Using benchmarked density (~1.2KB/op total):

- 5,000,000 ops: ~6GB
- 10,000,000 ops: ~12GB

Always keep extra headroom for compaction, checkpoints, and operational buffers.

### Example `config.default.yaml`

See [`config.default.yaml`](./config.default.yaml). All supported config keys:

- `mode`
- `data_dir`
- `plc_source`
- `verify`
- `zstd_level`
- `block_size_mb`
- `checkpoint_interval`
- `commit_batch_size`
- `verify_workers`
- `export_page_size`
- `replay_trace`
- `thin_cache_ttl`
- `thin_cache_max_entries`
- `listen_addr`
- `mirror_private_key_path`
- `poll_interval`
- `request_timeout`
- `http_retry_max_attempts`
- `http_retry_base_delay`
- `http_retry_max_delay`
- `rate_limit.resolve_rps`
- `rate_limit.resolve_burst`
- `rate_limit.proof_rps`
- `rate_limit.proof_burst`

Config files are optional.

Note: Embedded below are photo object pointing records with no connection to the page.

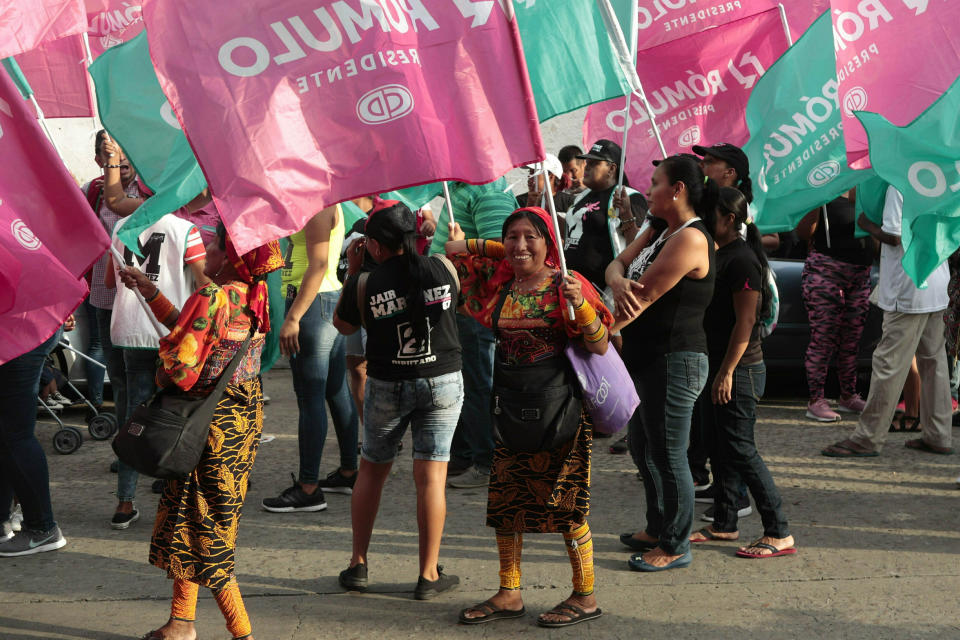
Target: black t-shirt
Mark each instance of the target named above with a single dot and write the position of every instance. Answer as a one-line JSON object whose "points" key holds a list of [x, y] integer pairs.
{"points": [[675, 321], [841, 219], [588, 249], [738, 269], [393, 353]]}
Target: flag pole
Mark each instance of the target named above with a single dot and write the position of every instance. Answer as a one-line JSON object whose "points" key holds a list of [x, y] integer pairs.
{"points": [[552, 208]]}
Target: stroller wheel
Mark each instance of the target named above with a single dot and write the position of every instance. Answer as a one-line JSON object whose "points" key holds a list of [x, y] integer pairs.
{"points": [[102, 426], [67, 440]]}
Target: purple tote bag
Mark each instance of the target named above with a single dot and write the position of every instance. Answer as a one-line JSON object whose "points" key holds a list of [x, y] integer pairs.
{"points": [[608, 391]]}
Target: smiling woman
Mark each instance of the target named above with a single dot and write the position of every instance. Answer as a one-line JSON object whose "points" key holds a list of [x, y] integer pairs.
{"points": [[540, 481]]}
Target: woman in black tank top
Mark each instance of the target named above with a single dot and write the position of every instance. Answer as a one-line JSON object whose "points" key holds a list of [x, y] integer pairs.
{"points": [[662, 283]]}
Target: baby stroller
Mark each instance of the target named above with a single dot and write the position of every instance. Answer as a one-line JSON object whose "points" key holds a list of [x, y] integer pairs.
{"points": [[101, 425]]}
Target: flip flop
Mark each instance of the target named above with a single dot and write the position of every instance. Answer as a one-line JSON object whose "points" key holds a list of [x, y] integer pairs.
{"points": [[843, 449], [495, 613], [919, 444], [711, 537], [908, 424], [572, 611], [774, 552]]}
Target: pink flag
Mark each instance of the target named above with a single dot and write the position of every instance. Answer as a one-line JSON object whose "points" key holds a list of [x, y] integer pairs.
{"points": [[57, 71], [698, 89], [291, 105], [895, 58], [26, 24], [662, 21], [47, 231]]}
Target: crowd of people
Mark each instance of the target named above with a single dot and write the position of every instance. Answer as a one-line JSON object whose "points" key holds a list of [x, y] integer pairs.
{"points": [[462, 340]]}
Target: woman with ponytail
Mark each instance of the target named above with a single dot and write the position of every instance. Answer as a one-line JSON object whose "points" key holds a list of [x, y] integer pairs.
{"points": [[736, 380], [662, 284], [407, 305]]}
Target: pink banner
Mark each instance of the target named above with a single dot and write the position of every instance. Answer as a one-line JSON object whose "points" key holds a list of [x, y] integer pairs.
{"points": [[662, 21], [57, 72], [895, 58], [26, 24], [49, 236], [698, 89], [291, 105]]}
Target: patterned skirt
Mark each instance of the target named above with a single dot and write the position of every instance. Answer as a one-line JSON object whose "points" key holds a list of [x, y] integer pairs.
{"points": [[543, 492], [195, 532]]}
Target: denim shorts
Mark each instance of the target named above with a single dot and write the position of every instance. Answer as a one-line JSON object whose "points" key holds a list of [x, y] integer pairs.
{"points": [[430, 405]]}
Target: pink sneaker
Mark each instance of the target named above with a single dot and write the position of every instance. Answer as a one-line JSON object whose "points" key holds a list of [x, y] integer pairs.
{"points": [[821, 411], [852, 404]]}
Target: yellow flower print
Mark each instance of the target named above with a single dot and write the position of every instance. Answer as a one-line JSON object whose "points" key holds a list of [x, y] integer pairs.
{"points": [[187, 354]]}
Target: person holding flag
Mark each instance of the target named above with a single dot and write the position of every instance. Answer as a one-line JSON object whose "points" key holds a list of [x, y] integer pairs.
{"points": [[540, 481]]}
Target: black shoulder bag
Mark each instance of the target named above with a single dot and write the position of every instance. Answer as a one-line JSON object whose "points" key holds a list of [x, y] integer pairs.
{"points": [[535, 407], [165, 436]]}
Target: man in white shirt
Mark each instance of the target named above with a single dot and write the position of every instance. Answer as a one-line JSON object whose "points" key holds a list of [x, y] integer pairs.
{"points": [[912, 324]]}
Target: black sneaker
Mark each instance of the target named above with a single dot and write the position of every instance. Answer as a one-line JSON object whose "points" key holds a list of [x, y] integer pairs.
{"points": [[620, 446], [705, 494], [742, 512], [296, 499], [336, 482], [427, 589], [354, 578], [25, 543], [124, 520]]}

If `--config` points to a missing file, Plutia falls back to internal defaults and then applies any `PLUTIA_*` environment overrides.

### Example `docker-compose.yaml`

```yaml
services:
  plutia:
    image: ghcr.io/fuwn/plutia:0.1.0
    command: ["plutia", "serve", "--config=/etc/plutia/config.yaml"]
    ports:
      - "8080:8080"
    volumes:
      - ./config.default.yaml:/etc/plutia/config.yaml:ro
      - ./data:/var/lib/plutia
    restart: unless-stopped
```

### Upgrade and Backup Guidance

- Stop the process cleanly (`SIGTERM`) to flush pending writes.
- Back up `data/index`, `data/ops`, and `data/checkpoints` together.
- Keep the same `mode` per data directory across restarts.
- Upgrade binaries first in staging, then production using the same on-disk data.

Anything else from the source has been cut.